The week's best releases from the pop-culture universe.

Culture Jamming
DVD -- The Simpsons: Season 7: The Springfield clan hit its stride during this period, settling into the groove that would make it one of TV's all-time-best shows. This four-disc, 25-episode set includes deleted scenes, commentary by cast and crew, and such fan faves as "Radioactive Man," "22 Short Films About Springfield," and "Homerpalooza," in which Homer upstages guest Cypress Hill by absorbing cannonballs with his stomach. Insane in the brain, indeed.

TV -- Austin City Limits: Coldplay: Chris Martin and his mopey crew of Brit-rockers take the venerable Texas stage for a performance heavy on songs from their latest album, X&Y. The hourlong program (airing at 9 p.m. Saturday on PBS) is the perfect setting for the band: intimate, but Gwyneth-free.

TV -- Celebrity Autobiography: In Their Own Words: Think stars' memoirs are self-indulgent, bloated, and funny as hell? Wait till you get a load of this special (airing at 10 p.m. Thursday on Bravo), in which books by famous celebs -- including Justin Timberlake, Kathie Lee Gifford, and Sylvester Stallone -- are read by less-famous celebs. Laraine Newman, Jay Mohr, and Kevin Nealon are among the Saturday Night Live vets who provide straight-faced (and gut-busting) narration. Best is Fred Willard's take on Mr. T's autobio. Pity the fool!

BOOK -- Hey! It's That Guy!: Familiar movie faces are paired with names in this engrossing look at character actors. Thankfully, the book wastes little time on pretense or cinephile stuffiness.
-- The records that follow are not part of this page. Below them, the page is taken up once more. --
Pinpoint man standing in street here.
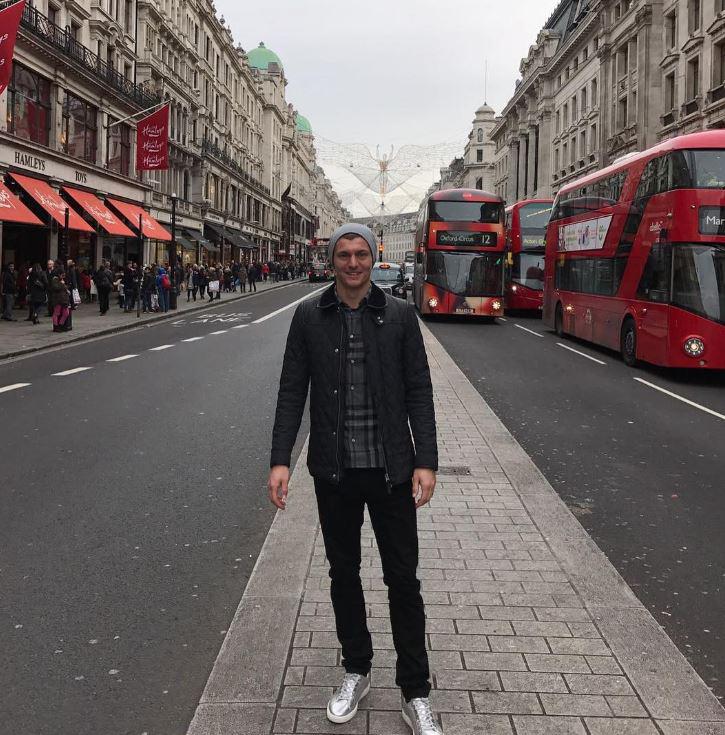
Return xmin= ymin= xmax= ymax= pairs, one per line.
xmin=268 ymin=223 xmax=442 ymax=735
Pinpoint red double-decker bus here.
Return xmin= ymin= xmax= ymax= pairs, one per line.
xmin=504 ymin=199 xmax=554 ymax=312
xmin=544 ymin=130 xmax=725 ymax=369
xmin=413 ymin=189 xmax=505 ymax=318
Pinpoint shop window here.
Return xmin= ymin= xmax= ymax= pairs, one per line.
xmin=7 ymin=64 xmax=50 ymax=145
xmin=61 ymin=92 xmax=98 ymax=163
xmin=106 ymin=120 xmax=131 ymax=176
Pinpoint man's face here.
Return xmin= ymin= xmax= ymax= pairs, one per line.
xmin=332 ymin=237 xmax=373 ymax=288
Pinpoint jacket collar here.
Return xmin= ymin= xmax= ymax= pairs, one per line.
xmin=317 ymin=283 xmax=385 ymax=309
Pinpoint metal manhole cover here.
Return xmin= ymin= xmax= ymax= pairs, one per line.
xmin=438 ymin=465 xmax=471 ymax=475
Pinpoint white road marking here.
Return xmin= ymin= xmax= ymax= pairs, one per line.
xmin=53 ymin=368 xmax=93 ymax=378
xmin=556 ymin=342 xmax=607 ymax=365
xmin=635 ymin=378 xmax=725 ymax=421
xmin=0 ymin=383 xmax=31 ymax=393
xmin=252 ymin=286 xmax=328 ymax=324
xmin=514 ymin=324 xmax=544 ymax=339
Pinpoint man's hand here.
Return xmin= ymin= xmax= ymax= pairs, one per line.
xmin=413 ymin=469 xmax=435 ymax=508
xmin=267 ymin=464 xmax=289 ymax=510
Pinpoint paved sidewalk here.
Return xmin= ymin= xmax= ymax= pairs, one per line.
xmin=189 ymin=328 xmax=725 ymax=735
xmin=0 ymin=278 xmax=306 ymax=360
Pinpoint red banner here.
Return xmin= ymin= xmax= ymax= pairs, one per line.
xmin=136 ymin=105 xmax=169 ymax=171
xmin=0 ymin=0 xmax=25 ymax=94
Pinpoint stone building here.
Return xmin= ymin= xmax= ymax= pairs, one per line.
xmin=492 ymin=0 xmax=725 ymax=202
xmin=0 ymin=0 xmax=344 ymax=268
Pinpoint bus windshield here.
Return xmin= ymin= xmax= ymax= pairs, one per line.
xmin=672 ymin=149 xmax=725 ymax=189
xmin=511 ymin=253 xmax=544 ymax=291
xmin=427 ymin=250 xmax=503 ymax=296
xmin=429 ymin=201 xmax=502 ymax=225
xmin=519 ymin=204 xmax=551 ymax=234
xmin=672 ymin=244 xmax=725 ymax=323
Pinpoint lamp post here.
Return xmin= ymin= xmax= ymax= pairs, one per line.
xmin=169 ymin=192 xmax=177 ymax=309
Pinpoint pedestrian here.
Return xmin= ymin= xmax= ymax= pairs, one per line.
xmin=247 ymin=263 xmax=257 ymax=293
xmin=65 ymin=260 xmax=81 ymax=309
xmin=156 ymin=268 xmax=171 ymax=314
xmin=2 ymin=263 xmax=17 ymax=322
xmin=28 ymin=263 xmax=48 ymax=324
xmin=50 ymin=274 xmax=73 ymax=332
xmin=268 ymin=223 xmax=442 ymax=735
xmin=237 ymin=263 xmax=248 ymax=293
xmin=94 ymin=262 xmax=113 ymax=316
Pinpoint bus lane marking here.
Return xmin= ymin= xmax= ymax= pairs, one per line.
xmin=634 ymin=378 xmax=725 ymax=421
xmin=514 ymin=324 xmax=544 ymax=339
xmin=53 ymin=368 xmax=93 ymax=378
xmin=0 ymin=383 xmax=31 ymax=393
xmin=556 ymin=342 xmax=607 ymax=365
xmin=252 ymin=286 xmax=328 ymax=324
Subjects are categorized by their best-known roles: It's That Starving Artist Who Is Still Somehow Kind of Chubby! (That would be Capote's Philip Seymour Hoffman.) It's That Touchingly Affable and/or Murderous Irishman! (Harry Potter and the Goblet of Fire's Brendan Gleeson.) It's That Book That Kept Us Absorbed for Hours! (This one.)

VIDEOGAMES -- Donkey Kong Country 3/ Sonic Rush: Nintendo (Donkey Kong) and Sega (Sonic) update characters from back in the day for thoroughly modern gameplay on the Game Boy Advance and Nintendo DS. A return to classic territory filled with engaging minigames, multiple levels, and colorful environments, it takes us back to a time when we spent countless hours in front of the TV with a joystick in one hand and a bag of Cheetos in the other. Ah, things were so much simpler . . . last week.

CD -- Solid Gold Hits: The Beastie Boys' first proper best-of collection -- other sets were either overstuffed with instrumental crap or incomplete -- it gathers all the big songs. From "Fight for Your Right" to "Ch-Check It Out," this 15-song disc chronicles more than two decades' of white b-boy rhymes. Thankfully, it's more "Shake Your Rump" than "Shambala," their Dalai Lama mantra that fought for their right to pontificate.

COURTESY FLUSH, PLEASE -- Godzilla: Final Wars: We like the King Kong remake, because we'll follow Peter Jackson anywhere after Lord of the Rings. Besides, Naomi Watts looks good in rags. But this travesty -- released in Japan last year to commemorate the giant lizard's 50th anniversary and just now making its U.S. debut on DVD -- should never have been resurrected. The plot has something to do with a placated Godzilla protecting earth against shape-shifting aliens. Come back, Mothra -- all is forgiven.